Budi mengatakan KKP telah menggandeng Marine Stewardship Council (MSC), yaitu organisasi non-pemerintah yang turut mendorong pasar produk seafood berkelanjutan, terutama tuna. Salah satu poin yang disinergikan adalah sertifikasi MSC untuk memastikan keberlanjutan stok dan dampak ekosistem yang minimum, serta sertifikasi chain of custody (CoC) untuk memastikan dan menelusuri produk bersertifikasi berasal dari sumber perikanan berkelanjutan.

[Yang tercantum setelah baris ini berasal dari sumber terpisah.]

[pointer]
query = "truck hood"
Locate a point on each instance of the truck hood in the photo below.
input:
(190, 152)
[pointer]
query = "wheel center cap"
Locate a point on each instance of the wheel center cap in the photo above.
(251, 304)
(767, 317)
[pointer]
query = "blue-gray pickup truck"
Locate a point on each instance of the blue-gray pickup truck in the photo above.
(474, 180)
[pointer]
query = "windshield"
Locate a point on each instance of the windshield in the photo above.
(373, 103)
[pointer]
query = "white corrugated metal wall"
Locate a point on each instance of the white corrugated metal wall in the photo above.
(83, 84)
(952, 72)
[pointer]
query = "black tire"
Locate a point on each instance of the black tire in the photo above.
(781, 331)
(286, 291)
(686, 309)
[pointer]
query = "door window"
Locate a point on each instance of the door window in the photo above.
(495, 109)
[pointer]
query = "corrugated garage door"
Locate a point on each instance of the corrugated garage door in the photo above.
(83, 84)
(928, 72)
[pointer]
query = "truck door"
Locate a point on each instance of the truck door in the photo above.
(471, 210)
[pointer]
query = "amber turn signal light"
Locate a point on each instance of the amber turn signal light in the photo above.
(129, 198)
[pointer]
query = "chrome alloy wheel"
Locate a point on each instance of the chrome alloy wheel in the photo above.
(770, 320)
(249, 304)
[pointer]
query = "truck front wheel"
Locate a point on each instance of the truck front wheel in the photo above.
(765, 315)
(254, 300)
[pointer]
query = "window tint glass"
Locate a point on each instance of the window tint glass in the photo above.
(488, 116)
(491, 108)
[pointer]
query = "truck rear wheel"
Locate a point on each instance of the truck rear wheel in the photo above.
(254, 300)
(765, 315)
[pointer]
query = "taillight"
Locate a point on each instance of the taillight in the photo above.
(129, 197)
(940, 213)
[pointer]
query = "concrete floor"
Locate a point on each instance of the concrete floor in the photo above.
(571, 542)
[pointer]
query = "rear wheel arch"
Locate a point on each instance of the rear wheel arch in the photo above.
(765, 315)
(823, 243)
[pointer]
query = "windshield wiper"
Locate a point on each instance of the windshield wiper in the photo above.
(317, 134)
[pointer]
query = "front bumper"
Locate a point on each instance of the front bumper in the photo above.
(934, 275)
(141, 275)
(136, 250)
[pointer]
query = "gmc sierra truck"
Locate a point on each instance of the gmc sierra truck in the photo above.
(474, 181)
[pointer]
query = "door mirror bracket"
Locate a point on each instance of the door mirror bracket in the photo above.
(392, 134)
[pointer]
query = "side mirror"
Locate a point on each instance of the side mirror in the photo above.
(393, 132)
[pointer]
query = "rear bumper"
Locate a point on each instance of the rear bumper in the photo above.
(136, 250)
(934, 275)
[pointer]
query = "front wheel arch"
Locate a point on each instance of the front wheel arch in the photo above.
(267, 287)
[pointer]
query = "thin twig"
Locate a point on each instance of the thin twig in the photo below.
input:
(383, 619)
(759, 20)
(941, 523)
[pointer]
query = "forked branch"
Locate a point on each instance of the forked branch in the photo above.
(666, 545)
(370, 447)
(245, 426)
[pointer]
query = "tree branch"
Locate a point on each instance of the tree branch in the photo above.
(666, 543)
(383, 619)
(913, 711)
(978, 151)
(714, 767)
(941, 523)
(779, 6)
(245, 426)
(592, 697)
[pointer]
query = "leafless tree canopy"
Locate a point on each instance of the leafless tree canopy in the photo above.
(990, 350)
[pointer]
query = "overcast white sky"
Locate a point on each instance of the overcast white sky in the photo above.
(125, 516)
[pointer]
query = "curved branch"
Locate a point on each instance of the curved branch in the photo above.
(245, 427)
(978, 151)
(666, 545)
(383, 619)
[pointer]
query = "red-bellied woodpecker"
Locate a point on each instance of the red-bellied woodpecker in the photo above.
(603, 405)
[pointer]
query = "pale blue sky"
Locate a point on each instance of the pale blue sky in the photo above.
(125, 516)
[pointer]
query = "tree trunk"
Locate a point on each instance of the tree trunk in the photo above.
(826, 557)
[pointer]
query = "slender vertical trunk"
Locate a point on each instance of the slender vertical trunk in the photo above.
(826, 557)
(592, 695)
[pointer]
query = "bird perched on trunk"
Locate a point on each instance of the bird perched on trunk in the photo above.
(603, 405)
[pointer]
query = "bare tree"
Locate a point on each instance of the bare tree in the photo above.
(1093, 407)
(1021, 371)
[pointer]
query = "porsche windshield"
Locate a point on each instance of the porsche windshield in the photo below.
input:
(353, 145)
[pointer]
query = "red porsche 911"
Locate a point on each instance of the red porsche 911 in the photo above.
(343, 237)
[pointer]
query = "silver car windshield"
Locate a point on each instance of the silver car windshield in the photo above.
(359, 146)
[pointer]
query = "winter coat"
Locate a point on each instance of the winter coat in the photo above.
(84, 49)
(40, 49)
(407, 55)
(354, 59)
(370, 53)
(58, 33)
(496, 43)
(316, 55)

"Sertifikasi CoC bisa dipenuhi unit pengolah ikan (UPI) jika mereka mengimplementasikan STELINA atau sistem ketertelusuran dan logistik ikan nasional," tutur Budi.

Tak hanya itu, Budi menegaskan komitmen KKP dalam memasarkan produk tuna berkelanjutan. Seperti saat berpartisipasi dalam Seafood Expo North America (SENA) 2024 di Amerika Serikat dan Seafood Expo Global (SEG) 2024 di Spanyol, produk tuna yang dipamerkan telah tersertifikasi dan mengimplementasikan prinsip ketertelusuran dan keberkelanjutan.

Hasilnya, pengunjung SENA terpikat dengan tuna Indonesia yang ditunjukkan dengan capaian nilai transaksi potensial tuna sebesar 50,45 persen atau USD29,50 juta dari total nilai USD58,47 juta selama SENA 2024. Adapun di SEG nilai potensial transaksi tuna sebesar 21,62 persen atau USD13,79 juta dari total nilai USD63,8 juta.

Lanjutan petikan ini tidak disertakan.